Shortly after midnight on August 10th, Hiram Gregory's men approached. A young Indian in Jake's line bolted. this was a runner who tried to warn the people gathered under the rock shelter to scatter, but the boy was immediately shot down. Big Jake and the front guard were quickly overpowered and scalped. The Indian fighters rapidly advanced to the falls area. Lining themselves along the edge of the bluff surrounding the large opening below, they began firing from all sides on the children now trapped directly underneath them. Those who were in the valley away from the falls hid and escaped. 100 children and some old men, pregnant women, and mothers huddled underneath the falls. Big Tooth and his men worked their way down toward the floor of the rock house on the two side paths while gunners up top kept their prey trapped. The Natives had a few hatchets but no other weapons. A woman warrior named Standing Fern, daughter-in-law of Cornblossom, bravely rushed the paths with a few others in a desperate attempt to stop the murder. They were soon killed but managed to take out a few of their attackers.

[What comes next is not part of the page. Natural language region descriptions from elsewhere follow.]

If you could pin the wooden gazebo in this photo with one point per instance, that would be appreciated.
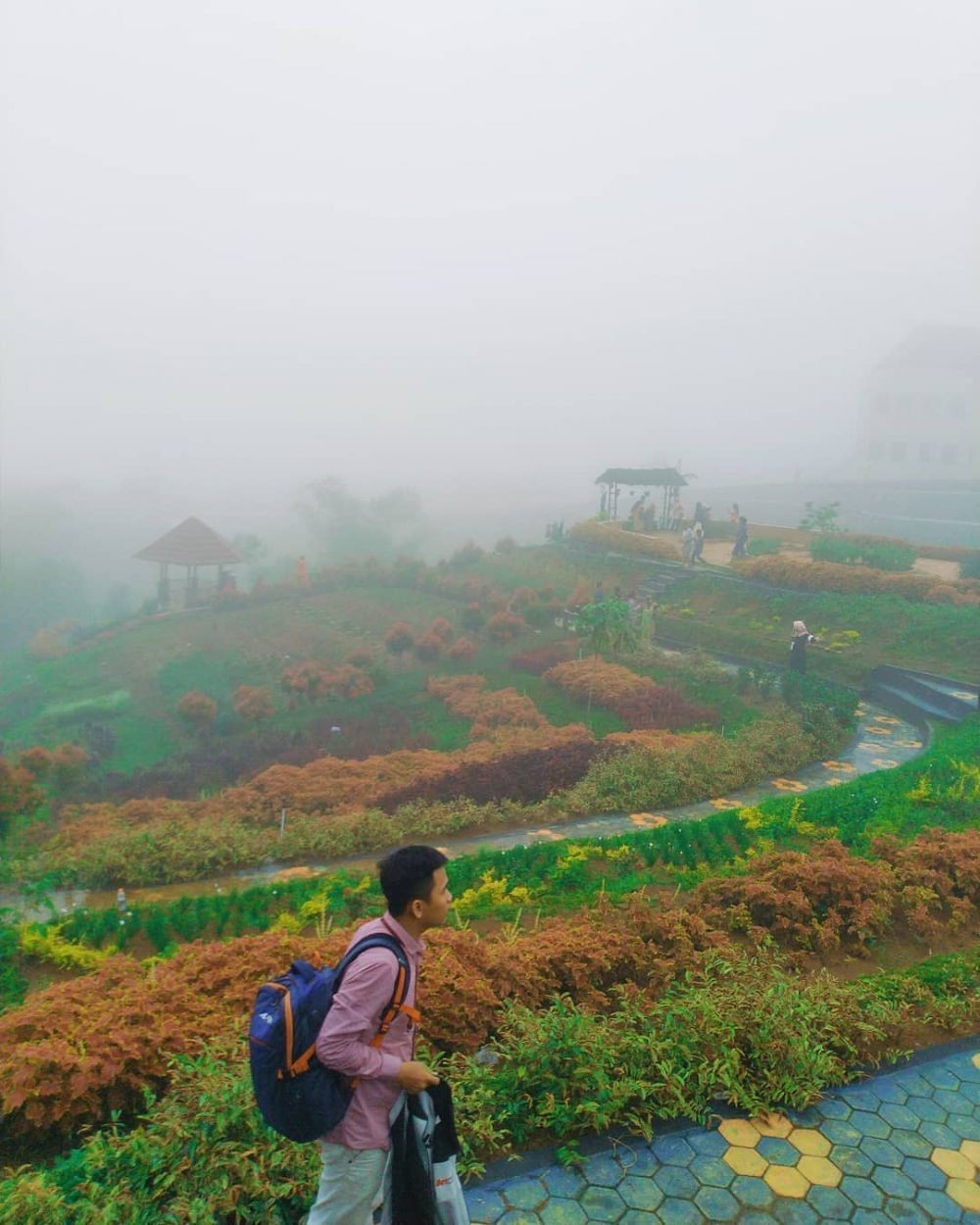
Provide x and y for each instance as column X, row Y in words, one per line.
column 190, row 544
column 615, row 479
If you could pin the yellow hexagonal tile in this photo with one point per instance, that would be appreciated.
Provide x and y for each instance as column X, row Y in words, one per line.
column 773, row 1125
column 740, row 1132
column 971, row 1150
column 819, row 1170
column 956, row 1165
column 808, row 1141
column 965, row 1194
column 749, row 1161
column 787, row 1181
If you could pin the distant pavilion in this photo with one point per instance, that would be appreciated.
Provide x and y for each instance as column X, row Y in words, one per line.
column 613, row 479
column 190, row 544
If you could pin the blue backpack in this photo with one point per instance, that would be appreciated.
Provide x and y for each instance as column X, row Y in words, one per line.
column 297, row 1096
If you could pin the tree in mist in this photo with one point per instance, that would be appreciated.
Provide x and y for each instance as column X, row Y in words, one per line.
column 343, row 525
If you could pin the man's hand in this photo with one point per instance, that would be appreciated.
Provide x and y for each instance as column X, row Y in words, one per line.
column 413, row 1077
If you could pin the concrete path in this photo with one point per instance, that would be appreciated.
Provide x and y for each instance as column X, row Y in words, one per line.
column 901, row 1148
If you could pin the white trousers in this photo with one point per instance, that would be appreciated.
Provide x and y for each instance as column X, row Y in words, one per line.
column 351, row 1186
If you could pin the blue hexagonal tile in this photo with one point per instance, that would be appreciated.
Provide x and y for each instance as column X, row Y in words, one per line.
column 940, row 1205
column 861, row 1191
column 870, row 1125
column 564, row 1182
column 839, row 1132
column 965, row 1126
column 829, row 1203
column 485, row 1206
column 910, row 1143
column 672, row 1151
column 926, row 1108
column 794, row 1211
column 924, row 1174
column 680, row 1211
column 906, row 1211
column 940, row 1077
column 716, row 1204
column 753, row 1192
column 852, row 1160
column 881, row 1152
column 940, row 1136
column 672, row 1180
column 893, row 1182
column 603, row 1204
column 563, row 1211
column 528, row 1194
column 778, row 1152
column 861, row 1097
column 641, row 1192
column 898, row 1116
column 709, row 1143
column 602, row 1171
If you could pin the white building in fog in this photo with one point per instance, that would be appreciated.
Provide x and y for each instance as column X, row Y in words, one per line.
column 922, row 410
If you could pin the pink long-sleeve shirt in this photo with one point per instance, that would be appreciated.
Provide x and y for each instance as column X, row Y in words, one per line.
column 344, row 1039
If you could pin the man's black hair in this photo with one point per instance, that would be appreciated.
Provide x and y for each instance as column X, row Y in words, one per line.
column 408, row 873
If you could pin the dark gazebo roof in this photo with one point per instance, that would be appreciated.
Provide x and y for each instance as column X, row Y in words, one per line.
column 641, row 476
column 190, row 543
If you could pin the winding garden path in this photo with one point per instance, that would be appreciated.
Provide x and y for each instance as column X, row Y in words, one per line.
column 901, row 1148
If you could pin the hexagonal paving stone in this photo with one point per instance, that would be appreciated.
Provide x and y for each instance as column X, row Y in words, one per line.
column 528, row 1194
column 893, row 1182
column 485, row 1206
column 746, row 1161
column 954, row 1162
column 753, row 1192
column 603, row 1204
column 740, row 1132
column 787, row 1182
column 680, row 1211
column 926, row 1110
column 808, row 1142
column 675, row 1181
column 672, row 1151
column 910, row 1143
column 778, row 1152
column 563, row 1211
column 829, row 1203
column 882, row 1152
column 924, row 1174
column 603, row 1171
column 716, row 1204
column 861, row 1191
column 898, row 1116
column 564, row 1184
column 819, row 1171
column 774, row 1125
column 709, row 1143
column 641, row 1192
column 710, row 1171
column 906, row 1211
column 870, row 1125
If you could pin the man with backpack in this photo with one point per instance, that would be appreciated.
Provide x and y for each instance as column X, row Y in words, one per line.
column 354, row 1154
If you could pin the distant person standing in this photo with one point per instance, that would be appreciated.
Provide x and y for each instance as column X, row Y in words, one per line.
column 741, row 539
column 699, row 544
column 799, row 642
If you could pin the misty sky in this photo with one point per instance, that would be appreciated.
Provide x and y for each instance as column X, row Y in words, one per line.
column 513, row 241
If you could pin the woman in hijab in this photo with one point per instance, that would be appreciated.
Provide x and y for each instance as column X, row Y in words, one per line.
column 799, row 642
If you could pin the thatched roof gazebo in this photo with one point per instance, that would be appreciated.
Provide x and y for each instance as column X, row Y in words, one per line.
column 190, row 544
column 613, row 479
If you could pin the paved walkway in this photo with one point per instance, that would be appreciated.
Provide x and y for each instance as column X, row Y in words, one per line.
column 902, row 1148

Some of these Kentucky Indian fighters had fought alongside Governor John Sevier, an infamous Indian killer, who is credited with having coined 'nits make lice'; the same phrase used by Colonel Chivington, summarizing a certain mindset before the massacre at Sand Creek, Colorado in 1864.  Although the tragic butchery at Yahoo falls was not unique or extraordinary in the history of  western settlement, most Americans know nothing about it and very little about other similar events. Such genocidal actions continued for most of the nineteenth century. Gregory's men killed elders, raped women and younger female children of all ages, and cut bellies open.  Altogether, they senselessly murdered and scalped over 100 Chickamaugan Cherokee women and children that had begged for their lives.

Later that morning, Cornblossom who was travelling behind with a separate party, approached the great rockhouse with her children. As they came closer to the falls area, it is said a hawk flew above them and lit in a nearby tree in a way that told the Princess something was wrong. The Cherokee were especially sensitive to the spirit power expressed in birds. The party anxiously pushed onward to get the children to the falls and safety. Arriving at the entrance area, she found Jake and the front guards brutally scalped. Leaving the children there with some women, Cornblossom, her son War Chief Peter Troxell, Red Bird, and their party of warriors rushed to the Falls where some of Gregory's gang still going at it. Cornblossom screams to her warriors to kill these animals. Peter Troxell died underneath the falls and his mother suffered an agonizing gunshot injury.

Two days later this wound ended Cornblossom's life.  It is said that her last words were,  "We Are Not Conquered Yet ... Remember My Children .... Remember My People".

This massacre essentially destroyed the Chickamaugan Cherokee from southwest Kentucky to Knoxville. With no powerful leaders left in Kentucky and the Cumberland Plateau, many Cherokee decided to leave the area in fear of the whites, while others sought isolation by hiding in the hills. The settlers who comprised the Kentucky and Tennessee militias considered this affair the last of the resistance movement of the Kentucky and northern Tennessee Cherokees. This was the year Captain Black Fox finally decided to move his people to Arkansas where, hopefully, they could pursue a new life in peace.
 

But one who would not ever leave the region was Little Jake, youngest son of Jake and Cornblossom. He had arrived with his mother late that morning and helped kill a few of Gregory's men. It was an experience he would never forget. Little Jake grew up and became a famous renegade, terrorizing settlers in the Big South Fork area for years.